Sinds 2001 zijn er in Australië zo’n 82 wetten uitgevaardigd om het zwakke recht op meningsuiting en afwijkende meningen weg te nemen en de paranoia uit de Koude Oorlog te beschermen van een steeds geheimere staat, waarin het hoofd van de belangrijkste inlichtingendienst, ASIO, andersdenkenden de les leest over de patriottische noodzaak voor de disciplines van 'Australische waarden'. Er zijn geheime rechtbanken en geheim bewijsmateriaal, en geheime gerechtelijke dwalingen. Er wordt gezegd dat Australië een inspiratiebron is voor de meester aan de overkant van de Stille Oceaan.
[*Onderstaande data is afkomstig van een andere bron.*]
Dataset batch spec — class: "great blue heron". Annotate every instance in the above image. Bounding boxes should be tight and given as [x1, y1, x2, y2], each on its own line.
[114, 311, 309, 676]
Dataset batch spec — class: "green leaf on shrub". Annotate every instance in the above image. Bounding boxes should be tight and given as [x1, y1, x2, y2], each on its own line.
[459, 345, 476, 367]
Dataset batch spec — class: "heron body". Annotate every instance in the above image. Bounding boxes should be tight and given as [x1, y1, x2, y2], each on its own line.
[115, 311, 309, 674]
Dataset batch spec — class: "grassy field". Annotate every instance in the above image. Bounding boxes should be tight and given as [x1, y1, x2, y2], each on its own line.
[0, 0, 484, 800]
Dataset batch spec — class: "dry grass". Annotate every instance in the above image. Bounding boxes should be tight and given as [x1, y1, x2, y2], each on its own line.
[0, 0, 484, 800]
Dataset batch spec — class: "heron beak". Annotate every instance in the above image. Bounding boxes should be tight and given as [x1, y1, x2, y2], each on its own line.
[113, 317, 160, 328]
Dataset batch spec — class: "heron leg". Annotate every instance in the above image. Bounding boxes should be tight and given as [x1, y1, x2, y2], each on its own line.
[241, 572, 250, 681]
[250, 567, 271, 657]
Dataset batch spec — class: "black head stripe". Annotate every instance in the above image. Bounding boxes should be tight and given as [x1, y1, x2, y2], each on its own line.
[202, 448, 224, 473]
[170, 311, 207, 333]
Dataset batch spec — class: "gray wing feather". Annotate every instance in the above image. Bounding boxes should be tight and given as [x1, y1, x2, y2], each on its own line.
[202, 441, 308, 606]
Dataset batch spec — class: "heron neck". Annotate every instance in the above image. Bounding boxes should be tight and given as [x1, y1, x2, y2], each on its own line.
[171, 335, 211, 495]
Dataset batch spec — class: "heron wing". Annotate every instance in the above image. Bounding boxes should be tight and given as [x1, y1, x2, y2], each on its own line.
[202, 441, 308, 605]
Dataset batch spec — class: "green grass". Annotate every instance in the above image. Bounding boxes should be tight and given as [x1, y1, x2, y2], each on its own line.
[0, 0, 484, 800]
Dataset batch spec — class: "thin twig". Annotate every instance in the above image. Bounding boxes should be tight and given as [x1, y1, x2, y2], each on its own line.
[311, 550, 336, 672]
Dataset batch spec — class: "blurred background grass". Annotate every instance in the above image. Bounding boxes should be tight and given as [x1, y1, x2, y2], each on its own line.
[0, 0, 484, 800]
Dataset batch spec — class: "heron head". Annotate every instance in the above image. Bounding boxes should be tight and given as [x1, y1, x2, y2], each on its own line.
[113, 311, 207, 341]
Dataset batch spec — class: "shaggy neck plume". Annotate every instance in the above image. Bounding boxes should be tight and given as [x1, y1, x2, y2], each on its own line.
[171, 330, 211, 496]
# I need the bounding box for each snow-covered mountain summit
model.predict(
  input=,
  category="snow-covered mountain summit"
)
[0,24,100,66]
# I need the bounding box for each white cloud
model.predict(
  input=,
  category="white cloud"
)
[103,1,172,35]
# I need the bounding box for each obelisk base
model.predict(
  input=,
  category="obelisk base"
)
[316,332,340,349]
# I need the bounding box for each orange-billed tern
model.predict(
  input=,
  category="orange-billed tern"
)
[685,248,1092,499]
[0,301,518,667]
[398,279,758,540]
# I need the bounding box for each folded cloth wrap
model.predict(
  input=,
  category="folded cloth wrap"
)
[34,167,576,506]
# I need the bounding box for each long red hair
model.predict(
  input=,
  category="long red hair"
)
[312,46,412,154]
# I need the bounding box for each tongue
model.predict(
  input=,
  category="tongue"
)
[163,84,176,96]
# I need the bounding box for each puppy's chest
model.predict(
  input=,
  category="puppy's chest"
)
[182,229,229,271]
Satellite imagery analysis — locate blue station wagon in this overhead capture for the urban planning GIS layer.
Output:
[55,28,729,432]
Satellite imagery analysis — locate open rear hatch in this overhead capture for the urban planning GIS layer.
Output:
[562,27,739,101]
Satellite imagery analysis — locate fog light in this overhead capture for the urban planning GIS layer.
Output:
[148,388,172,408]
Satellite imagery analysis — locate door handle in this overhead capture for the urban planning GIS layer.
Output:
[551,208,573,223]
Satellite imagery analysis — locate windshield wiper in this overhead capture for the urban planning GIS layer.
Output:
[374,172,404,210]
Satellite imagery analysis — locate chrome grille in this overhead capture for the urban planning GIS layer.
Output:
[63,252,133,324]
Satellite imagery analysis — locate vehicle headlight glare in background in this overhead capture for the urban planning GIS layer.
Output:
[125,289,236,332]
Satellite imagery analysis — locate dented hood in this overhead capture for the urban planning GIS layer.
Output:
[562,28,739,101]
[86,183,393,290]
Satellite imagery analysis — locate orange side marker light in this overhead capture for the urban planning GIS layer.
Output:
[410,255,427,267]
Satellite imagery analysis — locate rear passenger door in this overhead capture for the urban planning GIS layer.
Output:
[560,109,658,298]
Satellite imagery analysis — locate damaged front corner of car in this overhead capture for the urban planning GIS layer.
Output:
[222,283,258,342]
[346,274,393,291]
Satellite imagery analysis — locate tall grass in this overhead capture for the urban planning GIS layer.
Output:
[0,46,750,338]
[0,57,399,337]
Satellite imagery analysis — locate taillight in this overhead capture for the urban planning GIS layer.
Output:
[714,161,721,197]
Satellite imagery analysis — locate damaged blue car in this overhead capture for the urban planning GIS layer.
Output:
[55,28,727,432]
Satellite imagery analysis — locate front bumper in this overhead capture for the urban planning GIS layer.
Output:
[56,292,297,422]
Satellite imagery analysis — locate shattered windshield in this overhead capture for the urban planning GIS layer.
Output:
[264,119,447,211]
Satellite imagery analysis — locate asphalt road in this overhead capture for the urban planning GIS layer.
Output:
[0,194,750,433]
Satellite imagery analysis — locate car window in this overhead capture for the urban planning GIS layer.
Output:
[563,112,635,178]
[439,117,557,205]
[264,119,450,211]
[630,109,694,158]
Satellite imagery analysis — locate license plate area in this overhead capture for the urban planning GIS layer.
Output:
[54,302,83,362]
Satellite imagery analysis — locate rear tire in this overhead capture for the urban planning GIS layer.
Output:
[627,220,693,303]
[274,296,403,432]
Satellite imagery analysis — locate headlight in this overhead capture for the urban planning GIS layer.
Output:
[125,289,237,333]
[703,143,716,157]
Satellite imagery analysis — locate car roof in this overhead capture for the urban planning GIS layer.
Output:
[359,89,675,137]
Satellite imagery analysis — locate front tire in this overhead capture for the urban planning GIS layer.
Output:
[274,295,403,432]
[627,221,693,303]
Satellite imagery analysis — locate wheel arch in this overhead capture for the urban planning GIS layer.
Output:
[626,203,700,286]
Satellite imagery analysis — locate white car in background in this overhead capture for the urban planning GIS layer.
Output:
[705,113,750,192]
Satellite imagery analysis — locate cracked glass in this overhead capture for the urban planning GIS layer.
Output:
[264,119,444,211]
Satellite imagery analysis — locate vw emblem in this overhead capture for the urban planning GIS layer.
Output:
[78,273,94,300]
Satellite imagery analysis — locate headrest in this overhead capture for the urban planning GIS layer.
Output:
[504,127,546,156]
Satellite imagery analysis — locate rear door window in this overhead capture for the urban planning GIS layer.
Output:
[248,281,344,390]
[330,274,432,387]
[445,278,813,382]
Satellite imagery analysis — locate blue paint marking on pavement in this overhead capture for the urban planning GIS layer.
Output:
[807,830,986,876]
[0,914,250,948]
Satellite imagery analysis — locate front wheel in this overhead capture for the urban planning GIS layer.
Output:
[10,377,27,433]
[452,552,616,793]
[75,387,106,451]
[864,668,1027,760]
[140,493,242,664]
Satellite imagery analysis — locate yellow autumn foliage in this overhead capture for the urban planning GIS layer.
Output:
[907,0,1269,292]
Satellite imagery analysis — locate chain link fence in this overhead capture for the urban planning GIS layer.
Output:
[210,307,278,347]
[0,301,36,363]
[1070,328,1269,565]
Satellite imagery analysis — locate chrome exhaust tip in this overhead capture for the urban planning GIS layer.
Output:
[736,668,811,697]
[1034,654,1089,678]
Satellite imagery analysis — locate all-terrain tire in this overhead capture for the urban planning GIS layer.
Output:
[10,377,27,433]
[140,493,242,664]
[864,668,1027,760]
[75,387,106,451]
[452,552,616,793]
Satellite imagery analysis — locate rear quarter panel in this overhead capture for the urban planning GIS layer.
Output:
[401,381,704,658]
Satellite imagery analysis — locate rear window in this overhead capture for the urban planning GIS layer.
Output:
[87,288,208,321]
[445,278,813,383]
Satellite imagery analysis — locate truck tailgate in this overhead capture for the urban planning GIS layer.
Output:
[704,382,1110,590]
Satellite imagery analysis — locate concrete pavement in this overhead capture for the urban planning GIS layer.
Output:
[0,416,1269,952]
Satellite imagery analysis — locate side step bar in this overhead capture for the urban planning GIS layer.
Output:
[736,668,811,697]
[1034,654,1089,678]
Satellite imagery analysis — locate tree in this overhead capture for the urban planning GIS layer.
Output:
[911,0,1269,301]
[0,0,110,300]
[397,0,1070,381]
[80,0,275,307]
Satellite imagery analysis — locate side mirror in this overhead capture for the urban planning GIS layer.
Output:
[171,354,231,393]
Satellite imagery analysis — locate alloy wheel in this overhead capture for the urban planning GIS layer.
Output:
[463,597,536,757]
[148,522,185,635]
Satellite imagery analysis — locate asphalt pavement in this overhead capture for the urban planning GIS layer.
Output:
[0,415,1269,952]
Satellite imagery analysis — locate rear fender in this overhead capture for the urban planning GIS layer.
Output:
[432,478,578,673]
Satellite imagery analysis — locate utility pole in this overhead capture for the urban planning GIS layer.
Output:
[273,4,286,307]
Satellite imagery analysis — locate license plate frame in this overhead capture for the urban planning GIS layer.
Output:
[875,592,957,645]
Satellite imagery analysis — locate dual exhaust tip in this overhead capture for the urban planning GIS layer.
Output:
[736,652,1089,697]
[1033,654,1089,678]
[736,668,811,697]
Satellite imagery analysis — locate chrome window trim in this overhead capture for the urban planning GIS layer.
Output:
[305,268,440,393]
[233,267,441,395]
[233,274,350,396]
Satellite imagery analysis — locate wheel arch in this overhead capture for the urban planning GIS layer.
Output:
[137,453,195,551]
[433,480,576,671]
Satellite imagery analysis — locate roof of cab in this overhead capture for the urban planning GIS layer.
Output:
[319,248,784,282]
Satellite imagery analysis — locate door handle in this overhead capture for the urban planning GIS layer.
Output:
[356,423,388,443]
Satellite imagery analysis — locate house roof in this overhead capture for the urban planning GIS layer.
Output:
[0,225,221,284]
Bernard Collaery, David McBride en Julian Assange – diep morele mannen die de waarheid vertelden – zijn de vijanden en slachtoffers van deze paranoia. Zij, en niet de Edwardiaanse soldaten die voor de koning marcheerden, zijn onze echte nationale helden.
Wat Julian Assange betreft, heeft de premier twee gezichten. Eén gezicht plaagt ons met de hoop op zijn tussenkomst bij Biden die tot Julians vrijheid zal leiden. Het andere gezicht is in de gunst bij 'POTUS' en staat de Amerikanen toe om met hun vazal te doen wat ze willen: doelen stellen die tot een catastrofe voor ons allemaal kunnen leiden.
Zullen de Albanezen Australië of Washington steunen op Julian Assange? Als hij 'oprecht' is, zoals de aanhangers van de Labour-partij met meer domme ogen zeggen, waar wacht hij dan nog op? Als hij er niet in slaagt Julians vrijlating veilig te stellen, zal Australië niet langer soeverein zijn. Wij zullen kleine Amerikanen zijn. Officieel.
Dit gaat niet over het voortbestaan van een vrije pers. Er is geen vrije pers meer. Er zijn toevluchtsoorden in de samenzdat, zoals deze site. De belangrijkste kwestie is gerechtigheid en ons kostbaarste mensenrecht: vrijheid.
Dit is een verkorte versie van een toespraak van John Pilger in Sydney op 10 maart ter gelegenheid van de lancering in Australië van Davide Dormino's sculptuur van Julian Assange, Chelsea Manning en Edward Snowden, 'figuren van moed'.
ZNetwork wordt uitsluitend gefinancierd door de vrijgevigheid van zijn lezers.
Doneren
1 Opmerking
Bedankt hiervoor…Ik heb een aantal dingen geleerd over Julians achtergrond, en ik ben het eens met jouw gedachtegang. Julian moet vrij zijn en geëerd worden vanwege zijn moed.